Denis Villeneuve a reçu l'hommage, encore une fois joliment emballé, avec modestie et humour.
«Dans d'autres circonstances, j'aurais peut-être refusé parce que je trouve que les hommages, c'est un peu prématuré: je ne fais que commencer ma carrière. Mais comme j'aime énormément Ciné-Campus, ça me fait toujours plaisir de revenir.»
La directrice générale de Ciné-Campus, Stella Montreuil, a très justement résumé l'intention en précisant que c'est une façon de dire à différents artisans québécois du cinéma combien les Trifluviens sont fiers d'eux.
Et ce ne sont pas les occasions d'être fier de Denis Villeneuve qui manquent.
Les responsables de la soirée ont fouillé pour dénicher un film réalisé par le jeune homme alors qu'il suivait un cours de cinéma au cégep trifluvien de même que son premier court-métrage pour le compte de l'ONF, REW-FFWD, en plus de son brillant Next Floor, son court-métrage le plus connu ayant remporté un prix à Cannes, un Génie, un Jutra et 33 autres prix dans plus de 120 festivals de films à travers le monde.
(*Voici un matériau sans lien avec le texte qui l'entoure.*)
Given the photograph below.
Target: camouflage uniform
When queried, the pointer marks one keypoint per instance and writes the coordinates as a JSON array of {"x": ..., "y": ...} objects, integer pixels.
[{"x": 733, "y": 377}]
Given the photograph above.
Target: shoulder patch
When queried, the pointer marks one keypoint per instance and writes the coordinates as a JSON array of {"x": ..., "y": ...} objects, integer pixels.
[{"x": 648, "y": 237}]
Rien que ça.
On a passé à un cheveu de réaliser un coup fumant en présentant en première mondiale le film tourné par Anaïs Barbeau-Lavalette en marge du tournage d'Incendies qui s'est déroulé l'été dernier, en Jordanie.
Seulement, la cinéaste a dû, à son grand regret, surseoir à sa promesse à la dernière minute parce que le montage de son film n'est pas terminé.
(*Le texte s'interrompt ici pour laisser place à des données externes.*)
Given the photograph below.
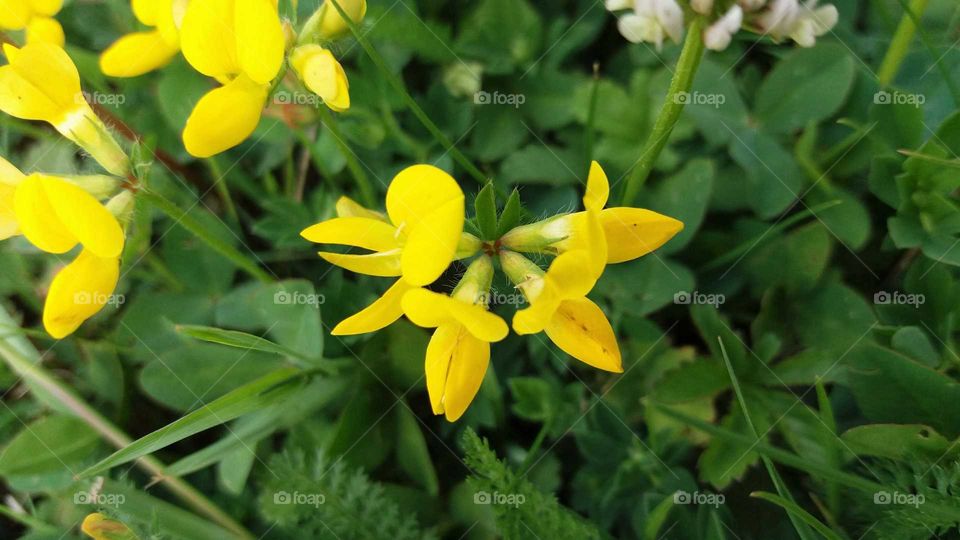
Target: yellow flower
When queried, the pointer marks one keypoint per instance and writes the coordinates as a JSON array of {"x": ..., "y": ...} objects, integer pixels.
[
  {"x": 56, "y": 215},
  {"x": 100, "y": 527},
  {"x": 42, "y": 83},
  {"x": 322, "y": 75},
  {"x": 326, "y": 23},
  {"x": 241, "y": 44},
  {"x": 141, "y": 52},
  {"x": 629, "y": 232},
  {"x": 559, "y": 307},
  {"x": 418, "y": 238},
  {"x": 459, "y": 351},
  {"x": 34, "y": 16}
]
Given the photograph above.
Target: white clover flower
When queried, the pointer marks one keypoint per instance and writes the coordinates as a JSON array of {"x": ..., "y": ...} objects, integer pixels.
[
  {"x": 801, "y": 23},
  {"x": 717, "y": 37},
  {"x": 651, "y": 20}
]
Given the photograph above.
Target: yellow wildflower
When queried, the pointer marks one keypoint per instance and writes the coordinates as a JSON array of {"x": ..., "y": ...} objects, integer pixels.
[
  {"x": 141, "y": 52},
  {"x": 629, "y": 232},
  {"x": 322, "y": 75},
  {"x": 417, "y": 239},
  {"x": 241, "y": 44},
  {"x": 42, "y": 83},
  {"x": 459, "y": 351},
  {"x": 35, "y": 17}
]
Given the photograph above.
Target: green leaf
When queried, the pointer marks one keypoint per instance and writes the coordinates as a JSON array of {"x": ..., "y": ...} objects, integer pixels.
[
  {"x": 244, "y": 400},
  {"x": 240, "y": 340},
  {"x": 808, "y": 85},
  {"x": 46, "y": 445},
  {"x": 412, "y": 452},
  {"x": 905, "y": 442},
  {"x": 510, "y": 216},
  {"x": 795, "y": 511},
  {"x": 485, "y": 206}
]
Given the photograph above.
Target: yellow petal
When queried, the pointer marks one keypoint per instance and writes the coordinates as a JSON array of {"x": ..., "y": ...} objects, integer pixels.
[
  {"x": 38, "y": 219},
  {"x": 598, "y": 188},
  {"x": 347, "y": 207},
  {"x": 634, "y": 232},
  {"x": 384, "y": 264},
  {"x": 45, "y": 8},
  {"x": 431, "y": 243},
  {"x": 361, "y": 232},
  {"x": 417, "y": 191},
  {"x": 86, "y": 219},
  {"x": 380, "y": 314},
  {"x": 432, "y": 310},
  {"x": 78, "y": 292},
  {"x": 207, "y": 37},
  {"x": 322, "y": 75},
  {"x": 14, "y": 14},
  {"x": 136, "y": 54},
  {"x": 40, "y": 83},
  {"x": 581, "y": 330},
  {"x": 468, "y": 365},
  {"x": 45, "y": 30},
  {"x": 224, "y": 117},
  {"x": 8, "y": 216},
  {"x": 437, "y": 364},
  {"x": 55, "y": 215},
  {"x": 260, "y": 40}
]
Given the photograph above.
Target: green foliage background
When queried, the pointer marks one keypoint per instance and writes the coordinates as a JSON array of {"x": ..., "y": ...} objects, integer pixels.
[{"x": 802, "y": 211}]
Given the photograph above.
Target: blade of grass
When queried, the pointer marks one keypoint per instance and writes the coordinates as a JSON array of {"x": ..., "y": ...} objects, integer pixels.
[
  {"x": 248, "y": 398},
  {"x": 793, "y": 509},
  {"x": 802, "y": 530},
  {"x": 20, "y": 356},
  {"x": 411, "y": 103}
]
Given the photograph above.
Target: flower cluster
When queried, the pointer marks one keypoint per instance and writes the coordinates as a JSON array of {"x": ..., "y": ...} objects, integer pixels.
[
  {"x": 58, "y": 213},
  {"x": 244, "y": 45},
  {"x": 653, "y": 20},
  {"x": 422, "y": 233}
]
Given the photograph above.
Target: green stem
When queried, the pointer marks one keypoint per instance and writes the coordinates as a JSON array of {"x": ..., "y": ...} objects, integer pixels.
[
  {"x": 219, "y": 182},
  {"x": 191, "y": 224},
  {"x": 17, "y": 352},
  {"x": 681, "y": 83},
  {"x": 353, "y": 164},
  {"x": 408, "y": 99},
  {"x": 900, "y": 44}
]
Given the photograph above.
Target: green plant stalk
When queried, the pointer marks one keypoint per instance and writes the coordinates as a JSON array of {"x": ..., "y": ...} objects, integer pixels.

S'il a insisté sur la douleur que lui a causé le visionnement de son film d'étudiant au cégep et de son premier court-métrage, Villeneuve a aussi bien exprimé le plaisir profond qu'il ressentait à revenir dans sa ville natale.
«Je vous remercie beaucoup, a-t-il dit au public. Ça m'a beaucoup touché. Autant ç'a été pénible de voir certaines images, autant d'autres m'ont réjoui et votre présence me touche beaucoup.»
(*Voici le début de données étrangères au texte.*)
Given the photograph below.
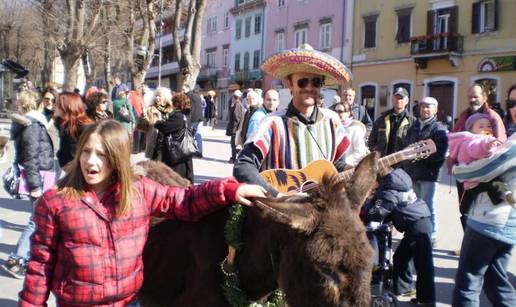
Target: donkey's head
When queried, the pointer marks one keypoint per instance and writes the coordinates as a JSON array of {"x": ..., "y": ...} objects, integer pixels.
[{"x": 326, "y": 258}]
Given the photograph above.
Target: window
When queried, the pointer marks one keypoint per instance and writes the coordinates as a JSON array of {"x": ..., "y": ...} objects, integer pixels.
[
  {"x": 403, "y": 33},
  {"x": 212, "y": 25},
  {"x": 237, "y": 62},
  {"x": 238, "y": 29},
  {"x": 246, "y": 61},
  {"x": 280, "y": 41},
  {"x": 368, "y": 99},
  {"x": 248, "y": 26},
  {"x": 210, "y": 58},
  {"x": 256, "y": 59},
  {"x": 257, "y": 24},
  {"x": 300, "y": 36},
  {"x": 325, "y": 36},
  {"x": 226, "y": 20},
  {"x": 485, "y": 16},
  {"x": 225, "y": 56},
  {"x": 370, "y": 31}
]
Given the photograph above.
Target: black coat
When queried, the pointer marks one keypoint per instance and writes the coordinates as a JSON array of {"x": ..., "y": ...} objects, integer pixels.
[
  {"x": 392, "y": 202},
  {"x": 33, "y": 147},
  {"x": 67, "y": 144},
  {"x": 236, "y": 114},
  {"x": 427, "y": 169},
  {"x": 174, "y": 124}
]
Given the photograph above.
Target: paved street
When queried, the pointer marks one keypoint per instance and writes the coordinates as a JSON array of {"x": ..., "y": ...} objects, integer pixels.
[{"x": 14, "y": 216}]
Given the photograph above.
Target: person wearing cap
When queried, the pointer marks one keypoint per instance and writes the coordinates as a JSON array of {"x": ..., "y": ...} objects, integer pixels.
[
  {"x": 358, "y": 111},
  {"x": 390, "y": 129},
  {"x": 302, "y": 133},
  {"x": 425, "y": 172},
  {"x": 236, "y": 114},
  {"x": 119, "y": 104}
]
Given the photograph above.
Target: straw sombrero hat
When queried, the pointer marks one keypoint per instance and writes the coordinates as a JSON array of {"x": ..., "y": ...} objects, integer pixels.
[{"x": 306, "y": 59}]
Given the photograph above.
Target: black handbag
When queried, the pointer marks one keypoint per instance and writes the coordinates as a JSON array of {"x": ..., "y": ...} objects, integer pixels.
[
  {"x": 11, "y": 180},
  {"x": 181, "y": 146}
]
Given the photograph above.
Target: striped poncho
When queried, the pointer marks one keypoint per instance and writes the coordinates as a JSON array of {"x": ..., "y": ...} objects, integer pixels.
[{"x": 285, "y": 142}]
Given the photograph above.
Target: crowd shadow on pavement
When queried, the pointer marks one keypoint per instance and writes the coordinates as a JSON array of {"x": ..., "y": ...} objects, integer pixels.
[
  {"x": 215, "y": 160},
  {"x": 8, "y": 303},
  {"x": 204, "y": 139},
  {"x": 20, "y": 205}
]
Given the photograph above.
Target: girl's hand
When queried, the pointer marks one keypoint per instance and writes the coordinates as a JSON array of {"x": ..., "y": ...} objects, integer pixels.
[
  {"x": 493, "y": 144},
  {"x": 246, "y": 191}
]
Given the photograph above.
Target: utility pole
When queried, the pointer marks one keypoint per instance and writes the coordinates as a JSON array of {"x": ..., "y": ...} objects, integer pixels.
[{"x": 159, "y": 41}]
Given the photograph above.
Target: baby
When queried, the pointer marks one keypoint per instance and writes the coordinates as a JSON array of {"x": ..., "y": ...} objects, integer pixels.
[{"x": 475, "y": 144}]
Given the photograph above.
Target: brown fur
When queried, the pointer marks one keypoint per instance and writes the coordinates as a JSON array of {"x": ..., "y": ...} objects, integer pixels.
[{"x": 313, "y": 247}]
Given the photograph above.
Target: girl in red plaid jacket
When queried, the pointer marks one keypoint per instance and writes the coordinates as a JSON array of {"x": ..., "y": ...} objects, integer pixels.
[{"x": 91, "y": 228}]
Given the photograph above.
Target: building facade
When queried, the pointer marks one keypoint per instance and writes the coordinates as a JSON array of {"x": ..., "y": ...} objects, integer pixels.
[
  {"x": 216, "y": 53},
  {"x": 247, "y": 42},
  {"x": 433, "y": 48}
]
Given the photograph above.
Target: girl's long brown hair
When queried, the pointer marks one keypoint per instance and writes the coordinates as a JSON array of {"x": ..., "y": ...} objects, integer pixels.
[
  {"x": 74, "y": 112},
  {"x": 118, "y": 152}
]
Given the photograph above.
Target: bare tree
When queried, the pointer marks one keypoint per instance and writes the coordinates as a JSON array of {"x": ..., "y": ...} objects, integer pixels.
[{"x": 189, "y": 52}]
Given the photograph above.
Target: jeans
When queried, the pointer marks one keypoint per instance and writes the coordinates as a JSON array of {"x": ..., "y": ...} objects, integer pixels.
[
  {"x": 23, "y": 246},
  {"x": 483, "y": 259},
  {"x": 415, "y": 245},
  {"x": 426, "y": 191},
  {"x": 197, "y": 135},
  {"x": 233, "y": 147}
]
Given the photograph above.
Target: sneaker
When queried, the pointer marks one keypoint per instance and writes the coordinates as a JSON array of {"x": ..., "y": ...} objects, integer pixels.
[
  {"x": 408, "y": 293},
  {"x": 14, "y": 268},
  {"x": 418, "y": 303}
]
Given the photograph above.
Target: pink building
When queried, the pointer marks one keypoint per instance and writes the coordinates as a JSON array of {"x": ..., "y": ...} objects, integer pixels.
[
  {"x": 320, "y": 23},
  {"x": 217, "y": 29}
]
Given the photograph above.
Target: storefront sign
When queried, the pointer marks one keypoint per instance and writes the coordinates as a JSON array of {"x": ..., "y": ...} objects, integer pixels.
[{"x": 503, "y": 63}]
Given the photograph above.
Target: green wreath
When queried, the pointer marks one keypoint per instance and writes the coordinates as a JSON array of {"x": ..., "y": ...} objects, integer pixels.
[{"x": 235, "y": 296}]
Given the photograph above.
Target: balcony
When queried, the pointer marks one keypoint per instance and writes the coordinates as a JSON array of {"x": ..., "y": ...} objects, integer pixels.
[
  {"x": 247, "y": 5},
  {"x": 246, "y": 75},
  {"x": 437, "y": 45}
]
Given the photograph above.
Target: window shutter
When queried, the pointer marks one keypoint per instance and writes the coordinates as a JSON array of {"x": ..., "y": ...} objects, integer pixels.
[
  {"x": 497, "y": 14},
  {"x": 475, "y": 18},
  {"x": 454, "y": 19},
  {"x": 430, "y": 22}
]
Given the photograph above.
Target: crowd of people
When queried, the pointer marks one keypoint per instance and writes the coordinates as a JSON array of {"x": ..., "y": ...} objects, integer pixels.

L'hommage arrive à un moment très pertinent dans la carrière de VIlleneuve qui considère que sa pause de quelques années, avant Polytechnique, a fait de lui un autre cinéaste.
«C'est clair que j'ai une plus grande maîtrise de la direction d'acteur et de l'écriture. La pause m'a permis de retourner à l'école, en quelque sorte. Je suis beaucoup plus en contrôle de mes outils. Polytechnique et Incendies, ce sont des films beaucoup plus maîtrisés que mes premiers qui étaient vraiment des esquisses, des films intuitifs. J'ai peut-être commencé trop jeune à faire du cinéma et il a fallu que j'arrête pour continuer d'apprendre.»
«Mes premiers films étaient peut-être plus intéressants pour des psychanalystes mais là j'ai plus le goût de faire du cinéma qui s'adresse aux autres.»
Polytechnique n'en est pas le meilleur exemple parce qu'il a été fait en collégialité.
«Ç'a été très difficile à tourner parce que je devais toujours être à l'écoute et faire la part des choses pour chaque décision, en mettant pour ego de côté. C'est tellement plus facile de tout décider sur un plateau comme pour Incendies. Je continue à croire que Polytechnique était une excellente idée mais j'ai trouvé ça terriblement difficile. Je voulais donner la parole à des étudiants qui ont vécu les événements et j'ai reçu énormément de témoignages d'étudiants et de professeurs qui étaient heureux qu'on en parle.»
Il reste qu'Incendies, malgré qu'il soit encore en gestation, se présente comme le film dont le cinéaste sera le plus fier.
«C'est encore un film de guerre qui épouse le point de vue des victimes et qui parle de condition féminine mais, au centre, le film se penche sur le rapport à la colère, à la haine, un autre élément central de Polytechnique.»